Bill Burns, a solo practitioner, volunteers because he can "help people and have a chance to work around other DBA attorneys." Working shoulder-to-shoulder with other attorneys helps him "keep up with what is going on in the legal profession and improve my own skills as a lawyer," he said. A Denver native, Burns has his own law practice with an emphasis in landlord-tenant disputes, Chapter 7 Bankruptcy litigation, and other general civil litigation and misdemeanor criminal practice, including D.U.I. cases.a

Jim Carr recently retired as Senior Assistant Attorney General at the Colorado Attorney General’s Office after working almost 30 years in the Litigation Section on ethics, environmental and regulatory issues. Carr volunteers for Lawline9 because "the callers need to talk to someone and get advice, while I enjoy being able to provide that for them. It is usually a win-win situation." Carr’s most interesting call was from a dog owner from Aspen, who had been ticketed because his dog ran loose in town and fought with another dog.

Don Jacobson is a former courtroom litigator who now does mediation work at his own firm. Jacobson says Lawline9 is the, "pure practice of law.

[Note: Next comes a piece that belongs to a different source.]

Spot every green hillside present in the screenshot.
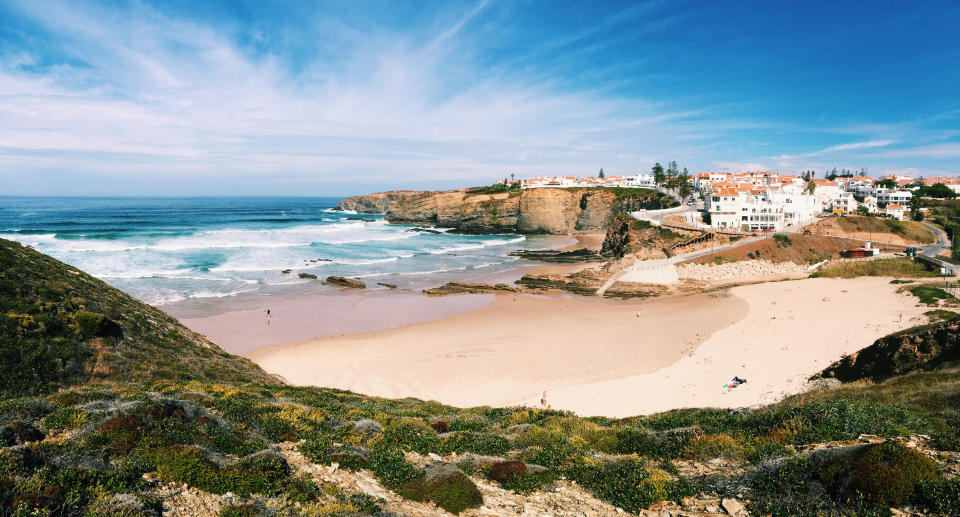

Someone asks for help or information, and you do the best you can to help without any consideration of your time or his or her ability to pay fees." Committed to public service, Jacobson also volunteers in numerous other DBA activities, including Court Annexed Mediation Project and classroom projects.

Thomas Jefferson and the other founders of the United States would be proud of the fine citizen lawyers of Lawline9.